Buffalo is 3-10 overall. This will be their conference opener as well. The Falcons and Bulls got only one game in over a rain-soaked weekend in Buffalo last spring, their only meeting of the season. BG won, 9-1.

BG is entering a critical time to start playing games. The air temperature and skies are mostly co-operating, and the schedule is friendly travel-wise. The Falcons play six of their next eight at home, with the two road games an hour’s bus ride away at Eastern Michigan. They have ample opportunity to climb out of a 1-7 start, but in the end, the team is at the mercy of several-inch blades of grass and their ability to recover from a harsh winter. “The team is anxious to play,” Schmitz said. “We’re trying to go outside [Thursday] and work out on one of the football practice fields.”

The weather has been an adversary for BG’s offense, but ultimately, it maybe be the loss of third baseman Andy Hudak that hurts them more than anything. Hudak was expected to be a veteran anchor in the heart of the order, but a back injury may sideline him for the entire season. Schmitz spent much of the spring break trip to Fresno, Calif. tinkering with the batting order.

“We’re struggling to find a three-hole hitter right now,” he said. “With Andy out, we’ve been using guys like Dave Barkholz and Jeff Warnock, but I think it’s getting them away from their personal games.

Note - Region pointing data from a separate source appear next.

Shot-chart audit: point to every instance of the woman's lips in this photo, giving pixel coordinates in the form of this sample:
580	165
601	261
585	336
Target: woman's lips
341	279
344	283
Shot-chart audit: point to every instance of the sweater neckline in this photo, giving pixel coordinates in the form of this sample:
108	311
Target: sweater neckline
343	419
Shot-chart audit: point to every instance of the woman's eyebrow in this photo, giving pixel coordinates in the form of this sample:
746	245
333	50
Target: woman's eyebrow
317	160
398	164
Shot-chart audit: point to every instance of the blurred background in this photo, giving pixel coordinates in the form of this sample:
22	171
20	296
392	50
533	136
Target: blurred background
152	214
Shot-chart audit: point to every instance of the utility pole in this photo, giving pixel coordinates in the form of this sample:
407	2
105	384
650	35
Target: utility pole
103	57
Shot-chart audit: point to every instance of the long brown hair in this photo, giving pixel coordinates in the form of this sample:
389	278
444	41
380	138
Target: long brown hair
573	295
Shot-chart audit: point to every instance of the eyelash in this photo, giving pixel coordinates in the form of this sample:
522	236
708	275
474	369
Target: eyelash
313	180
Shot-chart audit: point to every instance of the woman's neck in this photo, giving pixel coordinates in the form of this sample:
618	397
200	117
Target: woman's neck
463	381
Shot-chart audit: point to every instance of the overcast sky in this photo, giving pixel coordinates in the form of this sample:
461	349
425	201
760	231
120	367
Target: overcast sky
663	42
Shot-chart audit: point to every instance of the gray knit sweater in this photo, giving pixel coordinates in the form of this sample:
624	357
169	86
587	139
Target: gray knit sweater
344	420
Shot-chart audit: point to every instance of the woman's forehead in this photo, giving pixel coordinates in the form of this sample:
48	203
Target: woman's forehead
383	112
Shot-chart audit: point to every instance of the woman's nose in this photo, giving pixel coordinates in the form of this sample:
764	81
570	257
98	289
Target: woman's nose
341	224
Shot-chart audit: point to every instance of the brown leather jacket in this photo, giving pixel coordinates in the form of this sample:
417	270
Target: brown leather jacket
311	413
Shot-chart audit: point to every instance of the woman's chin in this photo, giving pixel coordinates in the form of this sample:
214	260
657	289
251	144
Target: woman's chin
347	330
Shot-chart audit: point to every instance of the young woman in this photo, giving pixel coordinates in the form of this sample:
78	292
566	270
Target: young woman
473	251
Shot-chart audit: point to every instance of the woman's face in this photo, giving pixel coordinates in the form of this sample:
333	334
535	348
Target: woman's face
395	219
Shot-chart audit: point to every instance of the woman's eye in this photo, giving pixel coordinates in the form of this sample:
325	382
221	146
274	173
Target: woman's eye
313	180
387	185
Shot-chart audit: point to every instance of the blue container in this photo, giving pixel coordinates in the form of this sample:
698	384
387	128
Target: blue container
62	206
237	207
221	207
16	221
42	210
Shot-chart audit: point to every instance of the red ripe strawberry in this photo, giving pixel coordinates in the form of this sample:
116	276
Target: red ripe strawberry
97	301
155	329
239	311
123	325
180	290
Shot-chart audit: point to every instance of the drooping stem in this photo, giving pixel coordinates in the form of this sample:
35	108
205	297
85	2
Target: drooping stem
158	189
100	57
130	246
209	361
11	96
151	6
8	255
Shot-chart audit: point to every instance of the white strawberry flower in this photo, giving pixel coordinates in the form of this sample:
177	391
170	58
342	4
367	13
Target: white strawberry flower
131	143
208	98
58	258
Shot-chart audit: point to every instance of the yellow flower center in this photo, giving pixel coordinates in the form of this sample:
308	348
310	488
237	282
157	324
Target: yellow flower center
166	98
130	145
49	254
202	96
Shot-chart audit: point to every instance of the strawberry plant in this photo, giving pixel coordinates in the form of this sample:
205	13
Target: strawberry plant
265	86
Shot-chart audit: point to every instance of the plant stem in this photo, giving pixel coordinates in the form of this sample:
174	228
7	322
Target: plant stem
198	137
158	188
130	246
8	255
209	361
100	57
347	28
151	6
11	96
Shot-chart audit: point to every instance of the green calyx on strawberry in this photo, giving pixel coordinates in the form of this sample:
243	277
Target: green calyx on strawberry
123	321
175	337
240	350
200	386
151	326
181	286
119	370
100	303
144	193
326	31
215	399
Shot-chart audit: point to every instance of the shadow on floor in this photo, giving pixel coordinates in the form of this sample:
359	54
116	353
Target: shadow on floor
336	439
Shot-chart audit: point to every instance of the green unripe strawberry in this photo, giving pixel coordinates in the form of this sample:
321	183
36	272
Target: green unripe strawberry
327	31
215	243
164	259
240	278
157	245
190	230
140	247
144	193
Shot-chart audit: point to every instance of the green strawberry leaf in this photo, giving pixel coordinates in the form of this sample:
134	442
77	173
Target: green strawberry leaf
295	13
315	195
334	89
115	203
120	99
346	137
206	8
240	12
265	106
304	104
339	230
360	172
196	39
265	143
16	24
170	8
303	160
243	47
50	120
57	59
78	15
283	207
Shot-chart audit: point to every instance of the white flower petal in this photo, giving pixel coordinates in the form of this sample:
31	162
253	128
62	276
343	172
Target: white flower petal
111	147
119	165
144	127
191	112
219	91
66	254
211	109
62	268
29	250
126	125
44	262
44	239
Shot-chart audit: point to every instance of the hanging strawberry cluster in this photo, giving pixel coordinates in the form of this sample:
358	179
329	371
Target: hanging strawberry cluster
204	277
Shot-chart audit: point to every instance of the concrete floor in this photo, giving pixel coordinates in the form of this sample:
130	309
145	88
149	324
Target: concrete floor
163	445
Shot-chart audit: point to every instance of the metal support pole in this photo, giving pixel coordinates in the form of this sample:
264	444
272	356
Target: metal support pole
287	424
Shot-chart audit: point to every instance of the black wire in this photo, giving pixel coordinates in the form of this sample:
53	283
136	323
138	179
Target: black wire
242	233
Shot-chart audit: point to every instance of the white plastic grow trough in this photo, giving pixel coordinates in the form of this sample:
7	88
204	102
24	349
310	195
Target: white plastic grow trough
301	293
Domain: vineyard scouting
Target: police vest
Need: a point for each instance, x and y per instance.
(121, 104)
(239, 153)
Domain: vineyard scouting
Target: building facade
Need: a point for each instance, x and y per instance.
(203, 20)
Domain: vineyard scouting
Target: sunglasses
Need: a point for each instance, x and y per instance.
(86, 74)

They like to spray the ball to all fields, but now they’re trying to be home-run hitters.”

Barkholz is currently batting .233. Warnock is hitting .167. Early returns had the pitching staff progressing faster than the hitters. That discrepancy has only grown through the season’s first month. Kyle Knoblauch threw a gem in a 1-0 loss to Gonzaga March 10, and will pitch the Friday openers of most weekend conference series this spring. “Kyle’s probably not even in the top five of our pitchers, velocity-wise,” pitching coach Tod Brown said. “He throws maybe 84-86 mph. But what makes him so unique is that he’s big, 6 feet 8 inches, and he has great location with all three of his pitches. He is the true definition of a pitcher.”

Knoblauch throws a fastball, slider-curve, and change-up. Schmitz praised the work of pitchers Tom Oestrike, Doug Flere, Burke Badenhop and Ryan Lindquist as well.

“The pitching and defense are there,” Schmitz said. “It just comes down to the fact that we haven’t swung the bats.”

BG will play an abbreviated conference series against Buffalo, with single games on Saturday and Sunday, both 1 p.m. starts. Most conference series consist of a single nine-inning game on Friday, a seven-inning doubleheader on Saturday, and a single nine-inning on Sunday.

The fewer innings to cover will allow Schmitz and Brown greater flexibility in using their pitchers. According to Brown, the only sure thing is that Knoblauch will start Saturday and Neil Schmitz will close. Sunday’s starter may not be determined until after tomorrow’s game.